We are the living that has become conscious of itself. This sentence contains everything: our origin, our singularity, our vertigo. It reminds us that we did not appear outside the world, but arose from it, shaped by the same forces as the tree, the stone, or the bird. We share with all that lives the elementary needs of subsistence—to breathe, to feed ourselves, to find shelter—yet we have crossed an invisible threshold in the history of life: that of knowing that we exist.
This shift changed everything. For to know oneself alive is also to know oneself mortal. Where the doe, the oak, or the bee live in the immediacy of their cycles, we carry within us the certainty of our end. We know that our time is limited, and this knowledge, whether clear or buried, permeates each of our gestures. It orients our ambitions, our fears, our impulses—and more deeply still, it shapes our very way of thinking.
Our mind is built upon the structure of beginning and end. We are born, we die; and so we believe that everything must begin and end. This schema we project onto all that surrounds us: nature, the universe, collective history. Yet there are realities that escape this model— infinity, the absence of finality, pure chance. Before them, we are disarmed. The living that has become conscious of itself is also the one that cannot long tolerate an empty horizon.
To bridge this dissonance, we fabricate fictions. Some are vast and structuring—religions, philosophies, ideologies—others more modest, personal, everyday. All serve one function: to install a purpose where there is none, to cover the silence of the universe with a voice that answers us. At times these fictions connect and elevate; at times they confine and divide. But they all spring from the same place: our need to inscribe our existence within a story that carries meaning.
To be the living that has become conscious of itself is thus to carry both a power and a fragility. A power, because this consciousness grants us the capacity to anticipate, to invent, to transform our environment as no other species has done. A fragility, because it exposes us to the vertigo of the unknown, to the fear of the void, to the anguish of passing time.
And yet, it is possible to live with this lucidity without collapsing. It requires a shift of gaze: to seek no longer the justification of our days in a pre-written purpose, but in the very manner of traversing them. To be human is perhaps this: to accept walking at the edge of the void, and still to choose to love, to create, to protect.

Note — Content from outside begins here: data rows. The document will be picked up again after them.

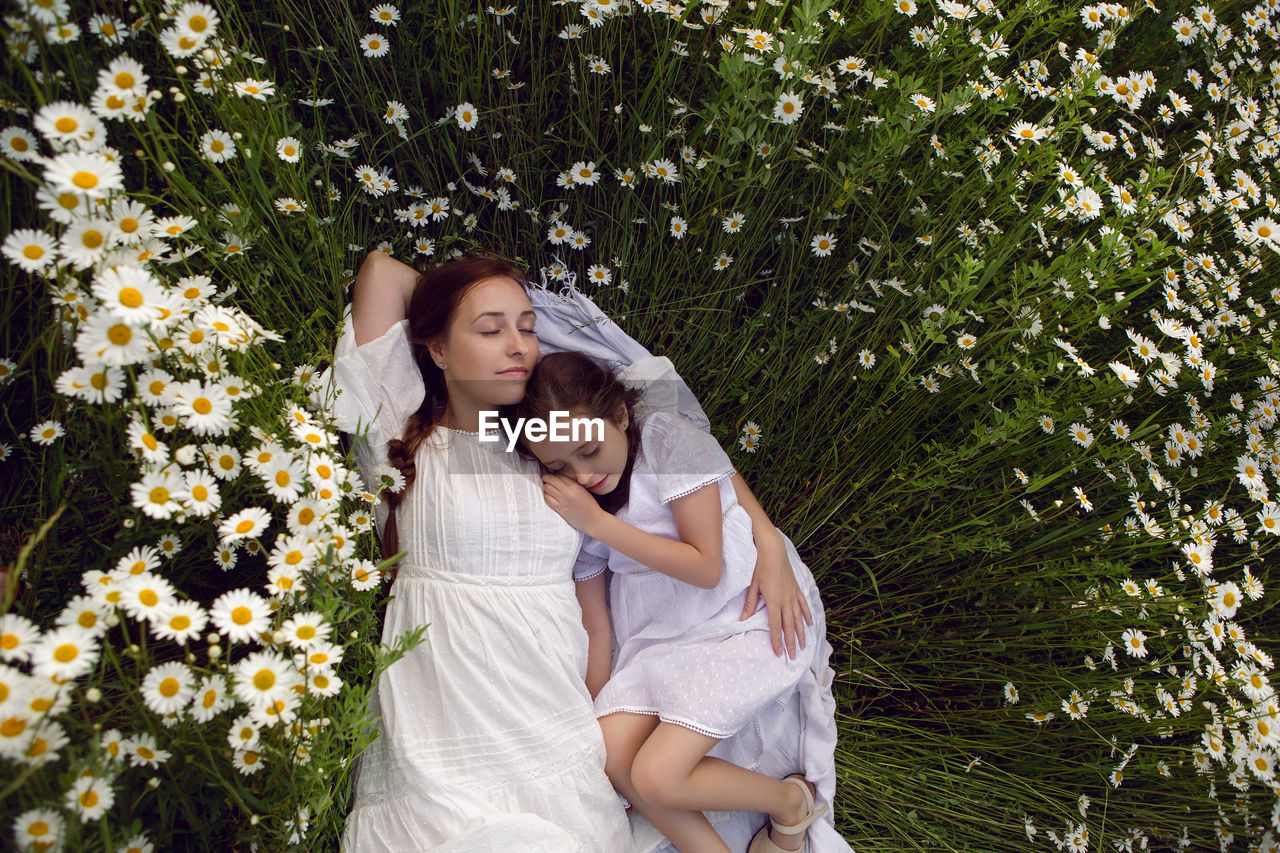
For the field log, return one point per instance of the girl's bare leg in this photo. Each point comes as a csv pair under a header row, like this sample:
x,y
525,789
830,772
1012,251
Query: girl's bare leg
x,y
672,770
625,734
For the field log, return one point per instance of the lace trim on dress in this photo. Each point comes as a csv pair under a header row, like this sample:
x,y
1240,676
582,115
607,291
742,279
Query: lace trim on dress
x,y
717,478
654,712
414,571
585,757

We are not isolated individuals facing our finitude; we are nodes in a network of ties—with other humans, with non-human life, with matter itself. These ties are not accessories: they constitute us. The freedom we claim takes form only within this fabric, in the conscious choice of how we will inhabit it.
Thus the human is this living contradiction: an infinitesimal speck of dust in a universe that does not notice it, and yet bearer of an unlimited inner universe. It is within this tension that our dignity is played out: to live fully, knowing that nothing was ever promised to us. To be the living that has become conscious of itself—and who, despite this lucidity, chooses to act.